Architecture and flow for the prediction-ready voice deepfake detection system.
You upload an audio file. The backend loads it, resamples, and slices it into 3-second chunks. Each chunk is converted into a 288-dimensional feature vector and passed through a prototypical meta-learning model that compares it against Real/Fake prototypes. We aggregate chunk votes into a file-level probability P(fake) and label. The frontend stores each result in browser history so you can review past runs.
Our main research contribution is a meta-learning layer on top of a prototypical encoder. It enables quick adaptation to new domains or attack types with few examples, improving generalization to unseen deepfakes. See the Model page for details.
Next.js app with routes: Home, Detect, Process, Model, API docs, Get started, Mission, Results, Status, FAQ, About. All prediction and health calls go through Next.js API routes (/api/predict, /api/health), which proxy to the Flask backend. Types and schema live in src/types/prediction.ts. The results store (src/lib/results-store.ts) persists to localStorage. We provide production-level API documentation and a get-started guide for local setup and deployment. Framer Motion is used for section and list animations.

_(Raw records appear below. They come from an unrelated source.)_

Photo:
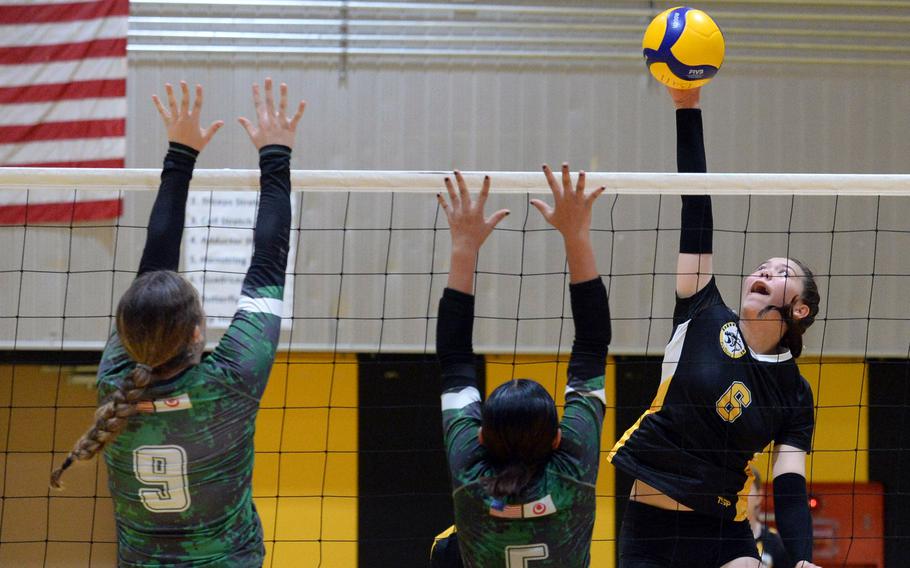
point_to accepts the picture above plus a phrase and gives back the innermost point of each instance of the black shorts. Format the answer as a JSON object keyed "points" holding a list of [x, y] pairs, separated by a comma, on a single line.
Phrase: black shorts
{"points": [[657, 538]]}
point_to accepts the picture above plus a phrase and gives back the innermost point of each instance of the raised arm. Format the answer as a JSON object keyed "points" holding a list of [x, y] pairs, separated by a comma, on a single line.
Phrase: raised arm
{"points": [[187, 139], [571, 216], [248, 347], [274, 137], [585, 395], [694, 268], [454, 327]]}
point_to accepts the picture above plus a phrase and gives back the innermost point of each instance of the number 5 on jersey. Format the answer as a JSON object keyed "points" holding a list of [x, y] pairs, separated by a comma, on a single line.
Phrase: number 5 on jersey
{"points": [[164, 468], [521, 556], [731, 404]]}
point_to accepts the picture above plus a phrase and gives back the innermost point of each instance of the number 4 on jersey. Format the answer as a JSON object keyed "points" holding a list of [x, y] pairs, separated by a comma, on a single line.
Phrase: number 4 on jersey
{"points": [[731, 404], [521, 556]]}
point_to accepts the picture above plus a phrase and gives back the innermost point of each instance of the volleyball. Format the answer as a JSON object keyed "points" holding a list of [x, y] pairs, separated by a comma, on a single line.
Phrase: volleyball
{"points": [[683, 47]]}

We are open-sourcing the project and providing API access. See API docs for endpoints, request/response schemas, and code examples. An API playground is planned for in-browser testing. Get started covers local setup and model download. Deployment covers host locally, host on a VPS (where to get a server), Nginx, SSL, and security (secrets, HTTPS, firewall, rate limiting).
The production backend is a FastAPI service (with an optional Docker stack including Gunicorn + Nginx). Audio is loaded from a temporary file, standardized, chunked, and sent through the prototypical meta-learning model described on the Model page. The API returns both the aggregated verdict and per-chunk details; the Next.js API routes normalize this for the UI.

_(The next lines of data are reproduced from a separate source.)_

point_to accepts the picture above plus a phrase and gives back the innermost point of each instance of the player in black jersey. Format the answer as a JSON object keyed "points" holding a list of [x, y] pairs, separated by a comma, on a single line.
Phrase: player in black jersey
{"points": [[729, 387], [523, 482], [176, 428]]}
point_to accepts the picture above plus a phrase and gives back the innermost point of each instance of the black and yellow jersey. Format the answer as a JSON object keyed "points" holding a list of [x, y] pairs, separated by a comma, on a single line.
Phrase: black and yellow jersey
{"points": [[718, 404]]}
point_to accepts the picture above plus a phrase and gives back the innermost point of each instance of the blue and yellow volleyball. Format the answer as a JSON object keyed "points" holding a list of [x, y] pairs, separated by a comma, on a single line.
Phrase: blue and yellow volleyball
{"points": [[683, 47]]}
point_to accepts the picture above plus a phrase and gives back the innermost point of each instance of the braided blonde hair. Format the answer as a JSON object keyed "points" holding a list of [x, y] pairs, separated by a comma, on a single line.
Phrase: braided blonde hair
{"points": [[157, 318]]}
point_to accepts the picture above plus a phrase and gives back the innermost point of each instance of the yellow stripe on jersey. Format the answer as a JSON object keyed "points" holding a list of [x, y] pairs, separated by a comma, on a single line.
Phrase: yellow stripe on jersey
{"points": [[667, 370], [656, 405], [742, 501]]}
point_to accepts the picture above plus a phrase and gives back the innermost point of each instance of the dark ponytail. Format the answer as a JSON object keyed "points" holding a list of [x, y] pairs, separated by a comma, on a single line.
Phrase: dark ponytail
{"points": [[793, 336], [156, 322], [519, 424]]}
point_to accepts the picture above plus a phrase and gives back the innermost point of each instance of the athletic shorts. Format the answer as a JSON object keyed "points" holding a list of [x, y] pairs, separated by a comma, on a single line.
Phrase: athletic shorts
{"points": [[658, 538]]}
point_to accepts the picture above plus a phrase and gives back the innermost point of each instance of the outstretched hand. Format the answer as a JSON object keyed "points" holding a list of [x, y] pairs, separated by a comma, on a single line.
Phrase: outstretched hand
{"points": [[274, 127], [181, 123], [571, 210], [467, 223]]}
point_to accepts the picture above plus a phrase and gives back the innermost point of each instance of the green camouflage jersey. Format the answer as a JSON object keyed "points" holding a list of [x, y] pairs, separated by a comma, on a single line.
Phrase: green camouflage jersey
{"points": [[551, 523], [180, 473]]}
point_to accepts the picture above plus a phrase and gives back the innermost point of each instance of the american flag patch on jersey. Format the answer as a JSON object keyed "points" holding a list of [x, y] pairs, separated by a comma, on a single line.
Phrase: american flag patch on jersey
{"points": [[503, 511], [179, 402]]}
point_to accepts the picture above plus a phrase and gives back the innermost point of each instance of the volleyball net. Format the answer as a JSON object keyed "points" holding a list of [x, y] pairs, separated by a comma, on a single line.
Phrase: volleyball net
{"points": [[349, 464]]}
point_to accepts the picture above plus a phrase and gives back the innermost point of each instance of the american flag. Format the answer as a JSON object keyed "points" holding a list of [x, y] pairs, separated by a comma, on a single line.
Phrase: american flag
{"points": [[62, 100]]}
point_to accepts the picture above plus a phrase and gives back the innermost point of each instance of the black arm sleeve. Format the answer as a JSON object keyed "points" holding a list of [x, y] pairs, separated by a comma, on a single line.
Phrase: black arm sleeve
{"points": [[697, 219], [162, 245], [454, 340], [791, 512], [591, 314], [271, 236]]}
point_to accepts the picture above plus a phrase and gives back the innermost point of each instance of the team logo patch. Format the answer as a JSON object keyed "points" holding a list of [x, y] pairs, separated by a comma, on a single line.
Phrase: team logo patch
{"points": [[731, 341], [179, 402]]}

Upload → temp file → load waveform + sample rate → mono → resample → 3 s chunks → 288‑dim features → prototypical meta-learning → votes + aggregates → JSON → frontend. For a step-by-step breakdown with code snippets, see Process. For model architecture and training (features, prototypes, aggregation), see Model.

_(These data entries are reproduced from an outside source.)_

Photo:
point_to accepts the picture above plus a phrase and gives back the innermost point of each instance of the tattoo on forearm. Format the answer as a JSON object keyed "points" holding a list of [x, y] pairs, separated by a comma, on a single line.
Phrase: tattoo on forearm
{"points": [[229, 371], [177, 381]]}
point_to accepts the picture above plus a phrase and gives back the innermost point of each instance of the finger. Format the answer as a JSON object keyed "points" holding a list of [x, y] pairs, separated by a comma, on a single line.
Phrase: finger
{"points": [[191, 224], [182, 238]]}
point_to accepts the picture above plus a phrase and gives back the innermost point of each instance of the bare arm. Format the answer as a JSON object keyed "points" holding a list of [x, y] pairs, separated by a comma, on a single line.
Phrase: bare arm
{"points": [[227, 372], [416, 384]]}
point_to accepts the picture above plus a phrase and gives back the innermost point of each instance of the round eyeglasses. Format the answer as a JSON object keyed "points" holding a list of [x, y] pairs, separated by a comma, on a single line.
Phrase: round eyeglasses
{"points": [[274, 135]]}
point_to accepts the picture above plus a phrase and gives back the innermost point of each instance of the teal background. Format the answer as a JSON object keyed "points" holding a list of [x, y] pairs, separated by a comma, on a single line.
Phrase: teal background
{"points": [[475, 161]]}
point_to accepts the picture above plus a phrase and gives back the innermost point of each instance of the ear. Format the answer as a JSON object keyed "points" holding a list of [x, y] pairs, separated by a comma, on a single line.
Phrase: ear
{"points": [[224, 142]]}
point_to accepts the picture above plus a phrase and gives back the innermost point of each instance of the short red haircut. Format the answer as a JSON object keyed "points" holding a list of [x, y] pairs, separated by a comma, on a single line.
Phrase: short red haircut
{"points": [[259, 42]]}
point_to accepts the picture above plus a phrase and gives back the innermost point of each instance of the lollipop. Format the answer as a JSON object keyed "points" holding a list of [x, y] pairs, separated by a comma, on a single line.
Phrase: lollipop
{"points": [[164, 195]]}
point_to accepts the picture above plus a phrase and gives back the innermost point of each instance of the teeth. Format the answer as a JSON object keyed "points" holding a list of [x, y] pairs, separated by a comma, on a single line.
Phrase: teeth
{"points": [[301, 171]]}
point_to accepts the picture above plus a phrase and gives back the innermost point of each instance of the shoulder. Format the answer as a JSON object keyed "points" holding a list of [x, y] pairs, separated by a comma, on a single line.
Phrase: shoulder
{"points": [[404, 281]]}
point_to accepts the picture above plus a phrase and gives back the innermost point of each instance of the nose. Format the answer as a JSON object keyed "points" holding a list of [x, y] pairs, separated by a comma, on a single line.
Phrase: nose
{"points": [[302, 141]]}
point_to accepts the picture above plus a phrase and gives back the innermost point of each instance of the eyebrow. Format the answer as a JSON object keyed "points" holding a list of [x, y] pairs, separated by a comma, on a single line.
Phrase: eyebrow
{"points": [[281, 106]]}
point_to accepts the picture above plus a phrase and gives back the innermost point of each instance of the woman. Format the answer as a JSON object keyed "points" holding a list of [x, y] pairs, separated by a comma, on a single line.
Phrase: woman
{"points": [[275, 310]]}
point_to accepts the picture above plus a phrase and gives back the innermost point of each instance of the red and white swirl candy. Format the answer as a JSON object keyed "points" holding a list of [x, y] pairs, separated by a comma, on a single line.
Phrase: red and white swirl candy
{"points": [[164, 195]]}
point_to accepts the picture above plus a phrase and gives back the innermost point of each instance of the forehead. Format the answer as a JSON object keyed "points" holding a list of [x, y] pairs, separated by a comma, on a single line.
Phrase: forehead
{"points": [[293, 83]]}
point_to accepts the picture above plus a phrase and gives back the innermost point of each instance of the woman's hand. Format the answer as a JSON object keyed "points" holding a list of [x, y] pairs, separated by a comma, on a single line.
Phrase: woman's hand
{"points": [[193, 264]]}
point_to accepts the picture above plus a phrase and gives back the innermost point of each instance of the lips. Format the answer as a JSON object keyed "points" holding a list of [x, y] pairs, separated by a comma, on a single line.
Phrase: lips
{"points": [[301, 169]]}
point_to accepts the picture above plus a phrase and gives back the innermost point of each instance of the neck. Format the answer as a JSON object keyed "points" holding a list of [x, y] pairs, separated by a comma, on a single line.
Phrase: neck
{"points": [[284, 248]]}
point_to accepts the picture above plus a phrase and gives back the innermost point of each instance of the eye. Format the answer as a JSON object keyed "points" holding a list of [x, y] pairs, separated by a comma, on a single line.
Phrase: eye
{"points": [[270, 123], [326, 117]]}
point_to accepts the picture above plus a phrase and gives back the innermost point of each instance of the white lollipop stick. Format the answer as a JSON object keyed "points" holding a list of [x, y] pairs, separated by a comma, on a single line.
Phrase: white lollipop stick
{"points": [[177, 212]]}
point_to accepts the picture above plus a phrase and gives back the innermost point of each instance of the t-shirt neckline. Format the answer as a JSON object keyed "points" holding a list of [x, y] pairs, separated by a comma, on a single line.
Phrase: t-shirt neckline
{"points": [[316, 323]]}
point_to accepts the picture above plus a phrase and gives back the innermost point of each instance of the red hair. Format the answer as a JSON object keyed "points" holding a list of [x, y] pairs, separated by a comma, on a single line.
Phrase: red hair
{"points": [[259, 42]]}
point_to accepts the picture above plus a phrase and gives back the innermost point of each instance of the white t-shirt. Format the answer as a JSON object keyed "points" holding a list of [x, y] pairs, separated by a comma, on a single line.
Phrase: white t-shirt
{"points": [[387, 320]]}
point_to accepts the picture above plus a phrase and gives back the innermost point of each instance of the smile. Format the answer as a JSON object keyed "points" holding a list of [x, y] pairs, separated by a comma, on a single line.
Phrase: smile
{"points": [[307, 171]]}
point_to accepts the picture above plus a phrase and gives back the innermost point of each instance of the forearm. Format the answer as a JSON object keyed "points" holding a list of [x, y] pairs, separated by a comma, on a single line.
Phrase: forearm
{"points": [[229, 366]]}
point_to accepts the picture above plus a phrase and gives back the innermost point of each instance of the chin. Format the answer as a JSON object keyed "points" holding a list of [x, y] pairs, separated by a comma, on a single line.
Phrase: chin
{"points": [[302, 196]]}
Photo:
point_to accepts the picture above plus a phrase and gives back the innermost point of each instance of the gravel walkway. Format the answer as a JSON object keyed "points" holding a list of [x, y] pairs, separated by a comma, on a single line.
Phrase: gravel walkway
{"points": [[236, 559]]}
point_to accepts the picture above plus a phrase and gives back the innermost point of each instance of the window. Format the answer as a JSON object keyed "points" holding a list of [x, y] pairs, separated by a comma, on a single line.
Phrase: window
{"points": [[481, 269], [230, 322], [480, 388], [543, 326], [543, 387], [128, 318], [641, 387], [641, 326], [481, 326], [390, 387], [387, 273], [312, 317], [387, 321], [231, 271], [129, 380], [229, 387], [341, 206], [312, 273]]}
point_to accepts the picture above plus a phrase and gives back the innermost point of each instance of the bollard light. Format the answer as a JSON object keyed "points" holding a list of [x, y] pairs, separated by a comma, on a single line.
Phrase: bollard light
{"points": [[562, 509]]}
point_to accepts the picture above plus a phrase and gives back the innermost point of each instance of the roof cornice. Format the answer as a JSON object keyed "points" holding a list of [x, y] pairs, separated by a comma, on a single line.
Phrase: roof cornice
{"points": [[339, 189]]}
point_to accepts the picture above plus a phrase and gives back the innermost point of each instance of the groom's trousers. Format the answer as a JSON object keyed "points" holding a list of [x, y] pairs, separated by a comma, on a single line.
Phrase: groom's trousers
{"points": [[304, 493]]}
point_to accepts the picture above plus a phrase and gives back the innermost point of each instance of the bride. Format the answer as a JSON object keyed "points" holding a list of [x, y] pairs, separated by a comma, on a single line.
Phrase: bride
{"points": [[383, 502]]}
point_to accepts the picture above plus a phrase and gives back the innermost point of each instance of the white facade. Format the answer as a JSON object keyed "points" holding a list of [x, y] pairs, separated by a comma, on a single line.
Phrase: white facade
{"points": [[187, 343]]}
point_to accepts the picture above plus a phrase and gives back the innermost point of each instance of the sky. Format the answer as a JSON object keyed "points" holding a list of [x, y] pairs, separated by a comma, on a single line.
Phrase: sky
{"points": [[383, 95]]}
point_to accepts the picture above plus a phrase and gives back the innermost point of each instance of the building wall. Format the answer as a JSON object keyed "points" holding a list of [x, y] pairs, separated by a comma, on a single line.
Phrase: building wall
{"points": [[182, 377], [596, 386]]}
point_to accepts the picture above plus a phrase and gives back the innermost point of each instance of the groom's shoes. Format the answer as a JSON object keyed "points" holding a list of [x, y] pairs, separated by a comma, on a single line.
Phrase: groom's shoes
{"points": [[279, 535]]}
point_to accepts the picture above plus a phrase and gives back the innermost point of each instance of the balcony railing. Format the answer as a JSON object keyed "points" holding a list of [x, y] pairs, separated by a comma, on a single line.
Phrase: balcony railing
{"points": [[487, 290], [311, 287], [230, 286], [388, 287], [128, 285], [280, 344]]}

1) User selects audio on Detect. 2) Frontend POSTs to /api/predict with the file. 3) Next.js forwards to Flask /predict. 4) Backend preprocesses (load, resample, normalize, trim/pad), runs model, returns probability and label. 5) Frontend displays the result and appends it to the results store. 6) User can view history on Results, check backend health on Status, and read Process and Model for details.